Autre élément commun : le souverainisme, même s’il y a là aussi des évolutions. Tous ces partis sont d’origine souverainiste, mais ils prennent aujourd’hui leurs distances. Depuis que Tsipras (populiste de gauche) a cessé de s’opposer à l’euro, il a entraîné les autres populistes (à l’exception notable de Mme Le Pen, qui s’est pris les pieds dans le tapis avec cette histoire), qui sont tous devenus favorables à la monnaie commune européenne. Sur ce plan, Mme Meloni n’est pas très claire ; elle dit qu’il faut « revoir les prorités », mais en politique, cela signifie qu’on ne sait pas très bien quoi dire. En réalité, personne ne songerait à repousser les milliards d’euros que l’Italie va recevoir grâce à Draghi et à Bruxelles. L’ambiguïté est patente. C’est la même chose du côté des extrémistes suédois, qui ne savent plus très bien où ils en sont vis-à-vis de l’OTAN et de l’Europe, mais qui savent en tous cas qu’ils ne veulent pas sortir de l’Union. En France, on constate que Mme Le Pen a elle aussi soigneusement rangé son discours anti-européen d’il y a cinq ans.

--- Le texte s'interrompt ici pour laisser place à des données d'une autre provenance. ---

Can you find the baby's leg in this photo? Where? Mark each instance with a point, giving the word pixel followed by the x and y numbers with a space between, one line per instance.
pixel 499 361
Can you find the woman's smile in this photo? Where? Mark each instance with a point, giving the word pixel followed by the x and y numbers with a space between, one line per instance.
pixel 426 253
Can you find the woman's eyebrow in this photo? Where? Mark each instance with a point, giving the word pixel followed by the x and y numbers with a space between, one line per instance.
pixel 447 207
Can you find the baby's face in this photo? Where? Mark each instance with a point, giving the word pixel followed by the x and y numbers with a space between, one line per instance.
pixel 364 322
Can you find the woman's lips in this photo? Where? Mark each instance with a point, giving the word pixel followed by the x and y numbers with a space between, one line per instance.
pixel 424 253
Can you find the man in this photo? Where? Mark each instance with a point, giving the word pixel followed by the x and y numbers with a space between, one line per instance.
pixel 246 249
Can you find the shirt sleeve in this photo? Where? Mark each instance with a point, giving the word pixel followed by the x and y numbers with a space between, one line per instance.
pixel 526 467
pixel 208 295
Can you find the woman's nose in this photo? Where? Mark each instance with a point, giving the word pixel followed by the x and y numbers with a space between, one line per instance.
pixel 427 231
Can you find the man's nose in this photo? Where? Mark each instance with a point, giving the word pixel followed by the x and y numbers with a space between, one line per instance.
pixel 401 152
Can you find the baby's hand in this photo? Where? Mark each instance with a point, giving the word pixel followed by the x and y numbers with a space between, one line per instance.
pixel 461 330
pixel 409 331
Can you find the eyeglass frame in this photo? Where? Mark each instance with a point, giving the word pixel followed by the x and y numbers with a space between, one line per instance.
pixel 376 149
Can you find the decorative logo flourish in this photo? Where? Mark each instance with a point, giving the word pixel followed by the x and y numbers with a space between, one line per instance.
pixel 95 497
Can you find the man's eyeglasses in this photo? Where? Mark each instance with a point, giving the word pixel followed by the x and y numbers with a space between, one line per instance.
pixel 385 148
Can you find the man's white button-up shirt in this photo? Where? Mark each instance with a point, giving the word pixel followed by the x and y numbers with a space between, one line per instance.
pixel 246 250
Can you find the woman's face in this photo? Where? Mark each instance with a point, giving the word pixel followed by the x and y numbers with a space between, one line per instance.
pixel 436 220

Il y a deux autres thèmes particulièrement intéressants : l’occidentalisme et le poutinisme. Il existe un choix qui divise profondément la droite partout en Europe, avec deux pôles. L’un est pro-russe (Viktor Orbán), l’autre est anti-russe (les Polonais). Les Suédois qui venaient plutôt d’un milieu favorable à Poutine ont fait le virage. Giorgia Meloni de son côté, fait partie de ces italiens qui estiment qu’il n’est pas possible d’arriver au pouvoir en Italie sans l’appui de la CIA. Je caricature un peu certes, mais elle s’est bien gardée d’adopter les positions poutiniennes de Matteo Salvini, même si son électorat est plutôt poutinien.
Dernier point de convergence : l’attitude face aux LGBTQIA+. Elle est cette fois commune aux Hongrois, aux Polonais, à Meloni, mais pas du tout à Le Pen, moins traditionaliste sur ces questions.